17 mai 2019
Défi relevé pour les 40 jeunes coureurs de Sorel-Tracy
Par: Jean-Philippe Morin

La délégation soreloise a fait une entrée triomphante au Stade olympique. Photo Alexandre Boucher

Tous les coureurs étaient fin prêts pour ce défi avant de monter dans le bus. Photo Alexandre Boucher

La délégation soreloise pose fièrement au Stade olympique après la course. Photo Alexandre Boucher

Tout juste avant le départ, on pouvait sentir la fébrilité chez les jeunes. Photo Alexandre Boucher

La vue était époustouflante dans le Vieux-Québec, au départ de la course. Photo Alexandre Boucher

La foule avant le départ, à Québec. Photo Alexandre Boucher

Le drapeau des deux écoles soreloises flottait bien haut à Québec lors du départ. Photo Alexandre Boucher

Natalie Massicotte (derrière) était une des six accompagnatrices lors des deux journées. Photo Alexandre Boucher

La course se faisait la plupart du temps deux par deux. Photo Alexandre Boucher

Ces élèves sont fières de ce qu'elles ont accompli. Photo Alexandre Boucher

Les coureurs se sont passés le relais avec un peu d'humour. Photo Alexandre Boucher

Malgré le froid lors des deux journées du Grand Défi Pierre Lavoie les 11 et 12 mai, les 40 élèves des écoles Fernand-Lefebvre et Bernard-Gariépy ont réussi à courir à relais sur une distance de 240 km entre Montréal et Québec.

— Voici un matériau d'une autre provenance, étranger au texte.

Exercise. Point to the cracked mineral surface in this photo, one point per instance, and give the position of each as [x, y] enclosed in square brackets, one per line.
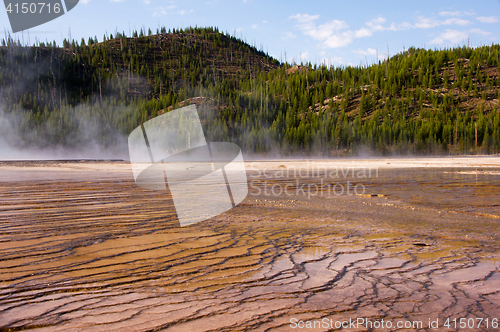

Deux par deux ou quatre par quatre, ils couraient en compagnie d’élèves de 140 autres écoles dans le cadre de cette septième édition du Grand Défi. L’École secondaire Bernard-Gariépy (ESBG) y participait pour une sixième année, tandis que l’École secondaire Fernand-Lefebvre (ESFL), qui s’est greffée à l’ESBG cette année, en était à une première.

« Il y avait une ambiance super festive, relate la responsable du Grand Défi Pierre-Lavoie à Sorel-Tracy et directrice de l’ESFL, Natalie Massicotte. Les jeunes chantaient dans l’autobus, les plus vieux se sont bien entendus avec les plus jeunes. La chimie était là malgré l’écart d’âge entre certains et le fait qu’ils ne se sont pas vus souvent avant le Défi. »

Le principal enjeu était le froid, alors que le mercure affichait une douzaine de degrés à son plus haut dans la journée.

« Les élèves étaient habillés en conséquence. Heureusement, il n’a pas plu, ça a fait toute la différence. Il n’y a eu aucun anicroche, pas de blessures ou d’enfant malade. Tout s’est déroulé rondement », se réjouit Mme Massicotte.

Sur 141 autobus, les Sorelois sont arrivés 12e dans le Stade olympique de Montréal. Même s’il ne s’agit pas d’une compétition entre écoles, les jeunes ont affiché une certaine fierté d’être arrivés dans les premiers.

« En plus, on est partis dans les derniers de Québec. À Trois-Rivières, quand on est arrivés vers 1 h 15 dans la nuit, on n’a eu que 45 minutes de pause avant de repartir. Certains ont pu dormir une heure, alors que d’autres ont dormi pendant deux heures et demie consécutives. Pour les autres points d’arrêt prévus, on n’a même pas arrêtés parce que les jeunes étaient prêts à continuer. L’entraînement tout au long de l’année a porté fruit! », conclut la directrice de l’ESFL.

Plusieurs parents ont encouragé leurs enfants à Berthierville. Certains ont même servi le repas à leurs enfants à leur arrivée à Montréal.

Natalie Massicotte confirme que l’ESFL et l’ESBG participeront au Grand Défi Pierre-Lavoie pour une septième fois en 2020.